Implementation: queue = deque([root]). While queue is non-empty: level_size = len(queue). For i in range(level_size): node = queue.popleft(). If i == level_size - 1: result.append(node.val). Add node's children to the queue (left first, then right).

The BFS approach is intuitive: it literally scans each level left to right and picks the last one. It handles all cases naturally, including when the rightmost visible node comes from the left subtree at a deeper level.

DFS with right subtree visited before left. Maintain a result list. At each node, if the current depth equals the length of the result list, this is the first node we have seen at this depth — it must be the rightmost. Append its value.

The recursion visits root (depth 0), right subtree (depth 1), then left subtree (depth 1). Since right is visited first, the first node at any new depth is always the rightmost. Left subtree nodes at the same depth are ignored because the result already has an entry.

This approach uses the recursion stack (O(H) space) and is slightly more elegant than BFS. It naturally handles the case where a left subtree extends deeper than the right — those deeper left nodes are visible since no right node exists at that depth.

Consider tree: 1 (left: 2 with right child 5, right: 3 with right child 4). BFS: Level 0: [1]. Last = 1. result = [1]. Level 1: [2, 3]. Last = 3. result = [1, 3]. Level 2: [5, 4]. Last = 4. result = [1, 3, 4].

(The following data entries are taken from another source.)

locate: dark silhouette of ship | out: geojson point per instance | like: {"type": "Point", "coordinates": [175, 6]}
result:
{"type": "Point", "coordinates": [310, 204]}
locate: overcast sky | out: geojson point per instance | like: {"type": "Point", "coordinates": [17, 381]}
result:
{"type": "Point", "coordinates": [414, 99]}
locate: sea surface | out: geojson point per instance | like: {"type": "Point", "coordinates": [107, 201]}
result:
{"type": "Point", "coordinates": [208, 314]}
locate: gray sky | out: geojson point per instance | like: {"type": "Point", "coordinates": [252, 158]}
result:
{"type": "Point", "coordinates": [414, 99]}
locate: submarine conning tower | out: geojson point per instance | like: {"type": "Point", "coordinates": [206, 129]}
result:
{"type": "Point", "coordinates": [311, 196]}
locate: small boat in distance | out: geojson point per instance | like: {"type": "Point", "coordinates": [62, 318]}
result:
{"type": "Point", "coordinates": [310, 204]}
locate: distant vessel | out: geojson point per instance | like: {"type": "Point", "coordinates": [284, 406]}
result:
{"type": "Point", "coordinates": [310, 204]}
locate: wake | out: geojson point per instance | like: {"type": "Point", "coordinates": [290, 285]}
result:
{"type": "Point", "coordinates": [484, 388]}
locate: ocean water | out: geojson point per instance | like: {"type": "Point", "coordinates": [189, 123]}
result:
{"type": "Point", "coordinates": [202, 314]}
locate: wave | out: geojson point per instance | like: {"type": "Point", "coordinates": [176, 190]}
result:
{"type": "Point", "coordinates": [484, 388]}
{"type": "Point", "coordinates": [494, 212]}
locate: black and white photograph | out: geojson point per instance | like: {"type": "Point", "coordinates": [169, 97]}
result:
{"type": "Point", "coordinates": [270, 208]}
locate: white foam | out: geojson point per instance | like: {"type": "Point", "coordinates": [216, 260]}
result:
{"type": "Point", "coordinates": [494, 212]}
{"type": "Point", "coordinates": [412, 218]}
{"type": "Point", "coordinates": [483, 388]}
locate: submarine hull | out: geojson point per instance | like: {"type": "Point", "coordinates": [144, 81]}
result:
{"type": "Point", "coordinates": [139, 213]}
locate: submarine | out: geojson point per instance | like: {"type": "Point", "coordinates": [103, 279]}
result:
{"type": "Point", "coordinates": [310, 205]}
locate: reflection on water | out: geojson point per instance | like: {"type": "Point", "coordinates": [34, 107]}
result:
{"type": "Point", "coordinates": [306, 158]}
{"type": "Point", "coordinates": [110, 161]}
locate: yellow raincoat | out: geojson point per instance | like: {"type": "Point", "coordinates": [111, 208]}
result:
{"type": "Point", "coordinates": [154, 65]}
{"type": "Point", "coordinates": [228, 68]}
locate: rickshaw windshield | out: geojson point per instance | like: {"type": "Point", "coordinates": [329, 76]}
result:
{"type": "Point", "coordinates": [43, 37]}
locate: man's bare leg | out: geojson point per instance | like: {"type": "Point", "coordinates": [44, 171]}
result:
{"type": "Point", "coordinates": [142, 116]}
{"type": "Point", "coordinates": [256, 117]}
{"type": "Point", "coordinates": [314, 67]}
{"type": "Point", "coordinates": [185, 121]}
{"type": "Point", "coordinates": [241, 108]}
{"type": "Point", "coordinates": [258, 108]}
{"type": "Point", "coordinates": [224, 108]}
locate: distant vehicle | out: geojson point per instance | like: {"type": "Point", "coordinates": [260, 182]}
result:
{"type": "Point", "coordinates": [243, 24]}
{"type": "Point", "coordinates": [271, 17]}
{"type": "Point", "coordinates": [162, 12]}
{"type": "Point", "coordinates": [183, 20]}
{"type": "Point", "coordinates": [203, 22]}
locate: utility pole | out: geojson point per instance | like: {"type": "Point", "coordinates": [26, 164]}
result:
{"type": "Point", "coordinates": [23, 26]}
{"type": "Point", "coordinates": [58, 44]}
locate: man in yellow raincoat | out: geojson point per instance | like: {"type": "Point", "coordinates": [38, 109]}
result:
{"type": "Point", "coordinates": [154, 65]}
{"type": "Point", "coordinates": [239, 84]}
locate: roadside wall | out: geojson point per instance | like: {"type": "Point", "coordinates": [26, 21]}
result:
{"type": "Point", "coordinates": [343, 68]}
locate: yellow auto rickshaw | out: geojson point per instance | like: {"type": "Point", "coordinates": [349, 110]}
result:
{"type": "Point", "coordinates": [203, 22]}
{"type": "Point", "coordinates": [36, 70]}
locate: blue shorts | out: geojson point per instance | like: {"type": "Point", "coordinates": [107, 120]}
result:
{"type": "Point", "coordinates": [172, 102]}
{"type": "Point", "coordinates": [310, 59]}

DFS right-first: visit 1 (depth 0, result.len=0 → add 1). Visit 3 (depth 1, result.len=1 → add 3). Visit 4 (depth 2, result.len=2 → add 4). Visit null. Back to 1, visit 2 (depth 1, result.len=3 > 1 → skip). Visit 5 (depth 2, result.len=3 > 2 → skip). Result: [1, 3, 4].

Now consider tree: 1 (left: 2 with left child 4, right: 3). Level 0: 1. Level 1: 3 (rightmost). Level 2: 4 (only node at this depth, visible from right even though it is a left child). Result: [1, 3, 4]. DFS handles this because depth 2 has no right-side node, so 4 is recorded first.

Python BFS: from collections import deque. result = []. If not root: return []. queue = deque([root]). While queue: level_size = len(queue). For i in range(level_size): node = queue.popleft(). If i == level_size-1: result.append(node.val). If node.left: queue.append(node.left). If node.right: queue.append(node.right). Return result.

Python DFS: result = []. def dfs(node, depth): if not node: return. If depth == len(result): result.append(node.val). dfs(node.right, depth+1). dfs(node.left, depth+1). dfs(root, 0). Return result.

Java: same logic with Queue<TreeNode> for BFS or recursive method for DFS. The DFS version is particularly clean in Java — about 10 lines total.

Time complexity is O(n) for both approaches. Every node is visited exactly once. BFS processes each node during its level scan. DFS visits each node once during recursion.

Space complexity: BFS uses O(w) where w is the maximum width of the tree (the largest level). In the worst case (complete binary tree), w = n/2 = O(n). DFS uses O(H) for the recursion stack where H is the tree height. In the worst case (skewed tree), H = n.

Both are O(n) in the worst case. For balanced trees, BFS uses O(n/2) = O(n) (wide levels) while DFS uses O(log n) (short recursion). DFS is slightly better for balanced trees.

Binary Tree Level Order Traversal (LeetCode 102) returns all nodes at each level. Right Side View is a special case: only the last node per level. If you can solve 102, solving 199 is trivial — just take the last element of each level list.

Kth Smallest Element in a BST (LeetCode 230) uses inorder traversal (a different traversal order) to find order statistics. Together with Right Side View (level-order), these cover the two most common tree traversal patterns.

Populating Next Right Pointers (LeetCode 116) also uses level-order traversal to connect nodes at the same level. The BFS level-processing pattern is identical. Mastering one transfers to all of them.